My favorite record of the year (thus far) is the debut - at least under his current moniker, Bon Iver - by Wisconsinite Justin Vernon. I had an opportunity to see Bon Iver several months ago, not long after the album's indie-label release. But I'm moody and difficult, and I decided on the day of the show that trekking way out of the way to the Rock and Roll Hotel would be less satisfying than going home to be alone in my dismal apartment. The record had just come out and he'd certainly be coming through town again fairly soon. I'd catch him the next time around.
So, I've been aware for a while that Bon Iver would be bringing his particular brand of melancholy indie-folk to the far more accessible Black Cat tomorrow night. I'd like to blame my hesitation to purchase a ticket on practicality. It's true that I need to be in Nokesville, Virginia by seven o'clock Saturday morning for a fifty mile bike ride. It's also true that the Black Cat's tendency to begin its shows fairly late (the first of two opening acts is to take the stage at nine) gave me some initial pause. But the real reason I find myself without a ticket is good old-fashioned forgetfulness.
It was on a fall-season concert ticket buying spree last week that I learned that the Bon Iver show was now sold out. I've debated since then about what to do. I'd like to see the show. And yes, the next day would be unpleasant, but it's hardly the first time I'd ever have to ride on little sleep. On the other hand, procuring a ticket at this late stage seems improbable. The Black Cat is much smaller than the 9:30 Club, and not once have I ever encountered anybody hawking unwanted tickets at the door. But sure enough, as the likelihood of actually finding an available ticket decreased, my interest grew. Finally, yesterday, after a week of contemplation, I decided I probably ought to at least check Craigslist to see what was available. I could cope with the ride when the time came; I'd been waiting five months for this show.
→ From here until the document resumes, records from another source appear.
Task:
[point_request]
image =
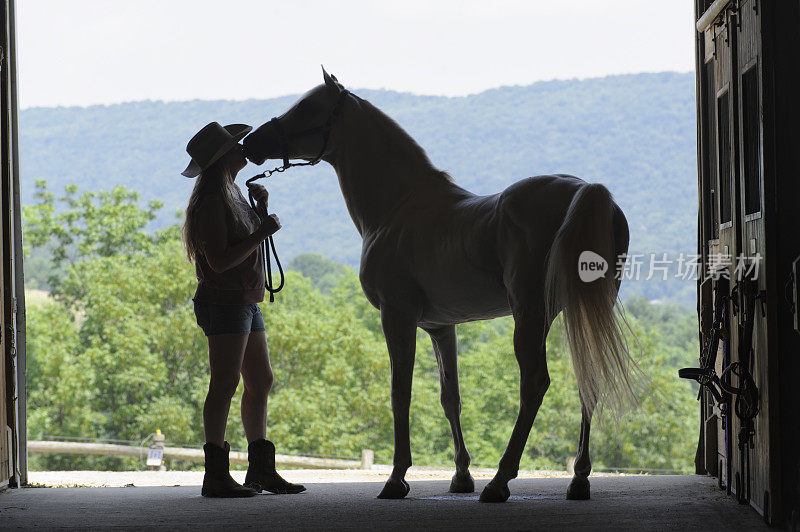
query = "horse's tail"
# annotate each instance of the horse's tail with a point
(593, 322)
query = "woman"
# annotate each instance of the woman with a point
(222, 235)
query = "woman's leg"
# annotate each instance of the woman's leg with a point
(225, 354)
(257, 376)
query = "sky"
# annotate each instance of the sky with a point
(87, 52)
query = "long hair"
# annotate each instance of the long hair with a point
(217, 179)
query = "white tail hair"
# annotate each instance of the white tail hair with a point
(594, 324)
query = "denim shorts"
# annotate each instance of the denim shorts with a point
(228, 319)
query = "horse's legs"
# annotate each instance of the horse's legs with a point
(445, 346)
(400, 333)
(579, 487)
(529, 347)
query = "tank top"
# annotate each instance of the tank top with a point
(241, 285)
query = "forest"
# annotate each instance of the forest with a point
(114, 353)
(635, 133)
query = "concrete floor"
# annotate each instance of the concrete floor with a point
(630, 502)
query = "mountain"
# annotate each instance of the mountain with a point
(634, 133)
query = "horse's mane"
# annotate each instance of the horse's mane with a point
(402, 142)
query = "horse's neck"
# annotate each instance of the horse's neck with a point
(377, 171)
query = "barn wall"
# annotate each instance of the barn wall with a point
(748, 190)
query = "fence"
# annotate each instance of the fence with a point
(193, 455)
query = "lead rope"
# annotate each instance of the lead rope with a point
(265, 252)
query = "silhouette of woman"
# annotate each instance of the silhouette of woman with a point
(222, 235)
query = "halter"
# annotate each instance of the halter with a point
(283, 140)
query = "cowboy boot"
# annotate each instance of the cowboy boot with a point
(217, 482)
(261, 473)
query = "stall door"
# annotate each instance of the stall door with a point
(752, 471)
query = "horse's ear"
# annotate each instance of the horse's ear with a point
(334, 87)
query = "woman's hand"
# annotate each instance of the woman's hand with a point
(261, 196)
(269, 226)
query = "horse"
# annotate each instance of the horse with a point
(435, 255)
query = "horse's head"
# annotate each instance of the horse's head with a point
(303, 131)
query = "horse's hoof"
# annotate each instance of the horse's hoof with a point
(494, 493)
(462, 483)
(578, 489)
(394, 489)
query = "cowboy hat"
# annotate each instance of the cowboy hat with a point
(211, 143)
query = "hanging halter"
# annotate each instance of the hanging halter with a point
(283, 140)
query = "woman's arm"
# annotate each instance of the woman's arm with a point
(212, 230)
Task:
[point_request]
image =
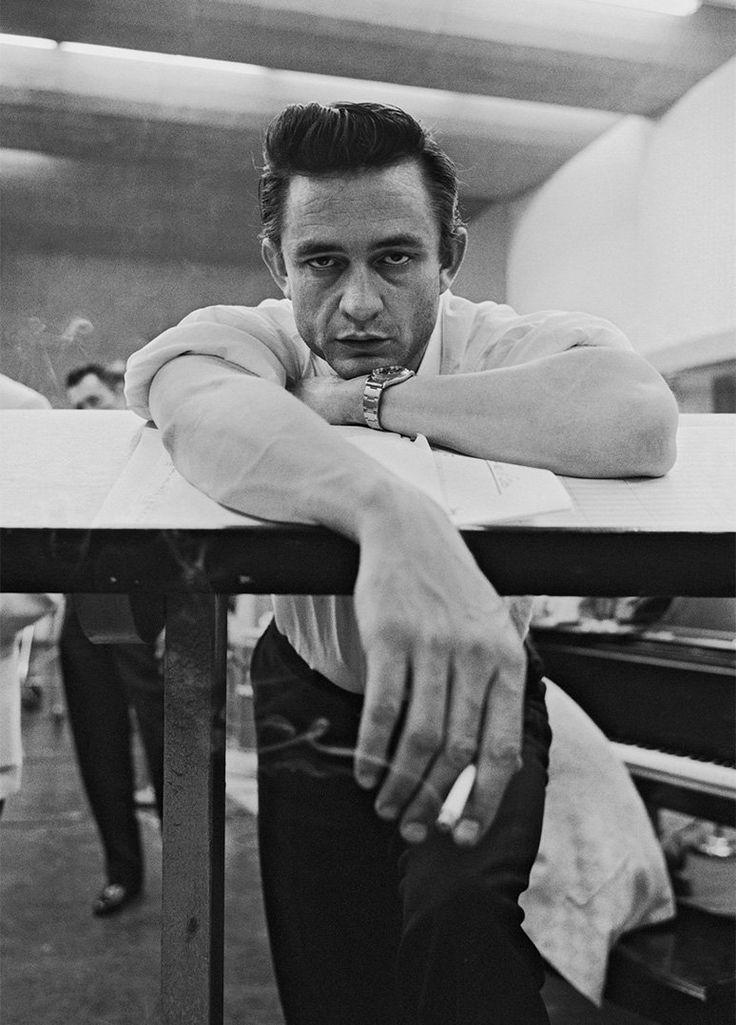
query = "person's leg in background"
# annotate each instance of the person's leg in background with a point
(99, 718)
(141, 674)
(333, 873)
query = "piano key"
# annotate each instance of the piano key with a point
(678, 770)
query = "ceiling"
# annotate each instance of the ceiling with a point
(148, 156)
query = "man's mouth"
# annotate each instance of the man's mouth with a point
(362, 339)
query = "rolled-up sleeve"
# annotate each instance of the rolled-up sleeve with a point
(504, 338)
(258, 340)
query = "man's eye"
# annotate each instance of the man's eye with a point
(396, 259)
(322, 262)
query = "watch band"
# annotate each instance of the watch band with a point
(378, 380)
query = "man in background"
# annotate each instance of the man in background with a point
(16, 612)
(95, 386)
(101, 684)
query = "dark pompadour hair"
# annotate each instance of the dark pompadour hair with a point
(318, 139)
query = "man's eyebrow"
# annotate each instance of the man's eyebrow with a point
(404, 240)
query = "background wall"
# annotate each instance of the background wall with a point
(641, 227)
(62, 310)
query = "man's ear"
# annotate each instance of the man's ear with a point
(458, 246)
(275, 261)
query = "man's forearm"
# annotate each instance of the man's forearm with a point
(586, 412)
(253, 447)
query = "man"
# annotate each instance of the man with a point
(374, 914)
(94, 386)
(101, 683)
(16, 612)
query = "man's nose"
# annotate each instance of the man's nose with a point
(361, 299)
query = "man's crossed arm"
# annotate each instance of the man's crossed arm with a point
(443, 655)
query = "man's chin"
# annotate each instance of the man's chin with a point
(360, 366)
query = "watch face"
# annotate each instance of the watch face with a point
(382, 374)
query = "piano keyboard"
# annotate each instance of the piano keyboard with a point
(678, 770)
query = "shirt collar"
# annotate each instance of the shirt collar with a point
(432, 359)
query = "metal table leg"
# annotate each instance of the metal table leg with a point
(194, 810)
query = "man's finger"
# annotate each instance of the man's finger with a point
(499, 752)
(421, 737)
(385, 690)
(459, 747)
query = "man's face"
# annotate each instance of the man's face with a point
(360, 259)
(90, 393)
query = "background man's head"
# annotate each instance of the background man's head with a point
(94, 386)
(318, 139)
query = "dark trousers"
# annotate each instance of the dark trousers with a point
(101, 684)
(366, 930)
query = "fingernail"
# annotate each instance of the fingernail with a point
(366, 779)
(465, 832)
(413, 832)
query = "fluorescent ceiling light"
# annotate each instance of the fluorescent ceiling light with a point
(37, 41)
(681, 8)
(153, 56)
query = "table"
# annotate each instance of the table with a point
(669, 536)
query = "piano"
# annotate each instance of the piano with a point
(664, 693)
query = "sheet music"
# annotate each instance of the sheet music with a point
(484, 491)
(150, 492)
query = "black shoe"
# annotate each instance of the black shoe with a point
(114, 898)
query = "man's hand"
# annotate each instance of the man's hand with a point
(335, 400)
(445, 659)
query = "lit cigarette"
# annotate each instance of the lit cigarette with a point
(455, 801)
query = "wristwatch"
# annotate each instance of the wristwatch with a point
(379, 379)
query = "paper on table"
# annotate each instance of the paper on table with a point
(484, 491)
(150, 492)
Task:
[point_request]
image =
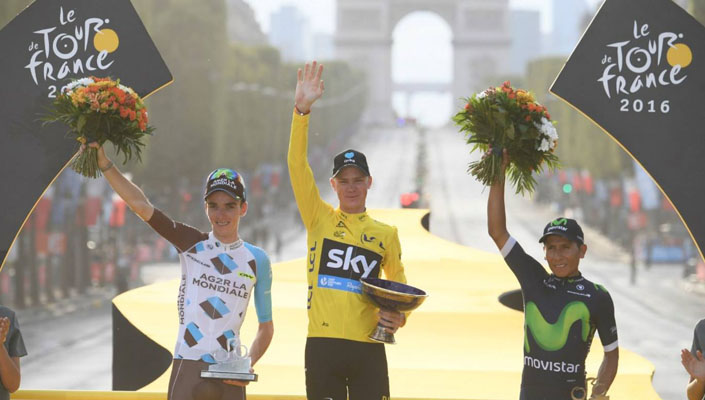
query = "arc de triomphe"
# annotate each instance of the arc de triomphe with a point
(363, 38)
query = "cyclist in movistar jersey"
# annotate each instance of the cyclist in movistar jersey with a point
(344, 244)
(562, 310)
(219, 274)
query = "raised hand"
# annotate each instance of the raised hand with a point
(309, 86)
(695, 365)
(4, 328)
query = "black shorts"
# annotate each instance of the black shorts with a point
(551, 392)
(186, 383)
(336, 368)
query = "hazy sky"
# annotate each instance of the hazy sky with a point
(433, 64)
(321, 13)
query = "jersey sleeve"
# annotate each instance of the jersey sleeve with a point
(308, 198)
(391, 263)
(14, 341)
(525, 268)
(606, 324)
(263, 286)
(182, 236)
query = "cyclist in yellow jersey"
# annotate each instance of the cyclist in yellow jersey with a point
(344, 244)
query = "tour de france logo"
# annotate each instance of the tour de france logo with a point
(647, 60)
(75, 46)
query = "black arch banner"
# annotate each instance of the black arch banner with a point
(47, 45)
(639, 73)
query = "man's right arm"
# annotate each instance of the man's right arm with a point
(128, 191)
(496, 215)
(306, 192)
(309, 88)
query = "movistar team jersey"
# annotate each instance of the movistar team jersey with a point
(342, 249)
(561, 316)
(216, 285)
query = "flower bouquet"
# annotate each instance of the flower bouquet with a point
(100, 110)
(507, 118)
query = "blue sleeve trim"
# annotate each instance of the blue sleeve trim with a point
(263, 286)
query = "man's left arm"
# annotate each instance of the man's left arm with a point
(393, 270)
(263, 306)
(9, 363)
(606, 373)
(607, 328)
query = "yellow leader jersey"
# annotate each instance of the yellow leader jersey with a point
(342, 248)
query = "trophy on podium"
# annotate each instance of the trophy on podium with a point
(393, 296)
(233, 363)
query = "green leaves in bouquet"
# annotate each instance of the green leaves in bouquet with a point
(497, 120)
(105, 121)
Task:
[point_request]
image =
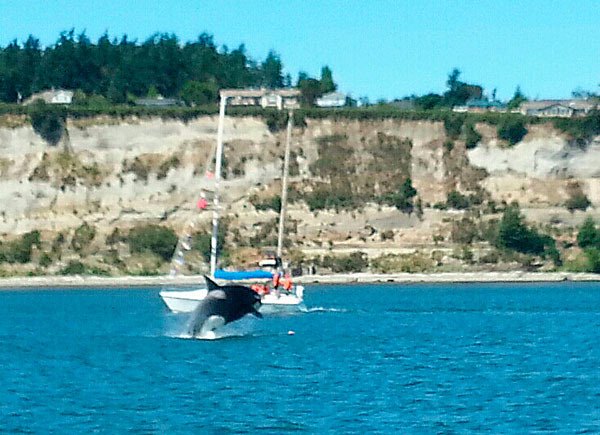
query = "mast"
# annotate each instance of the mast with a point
(218, 163)
(286, 166)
So, needless to say, it comes as a bit of a disappointment to find nobody offering tickets and - as of now - fifteen people seeking tickets. And many of these fans are driving hard bargains. For example, there is (presumably) a woman who is offering double face value plus a glimpse of her rack. How am I supposed to compete with that? There's no way I can compete with that. I mean, sure, I'm willing to match her offer, but no one wants to see my tits. Chicks get all the breaks.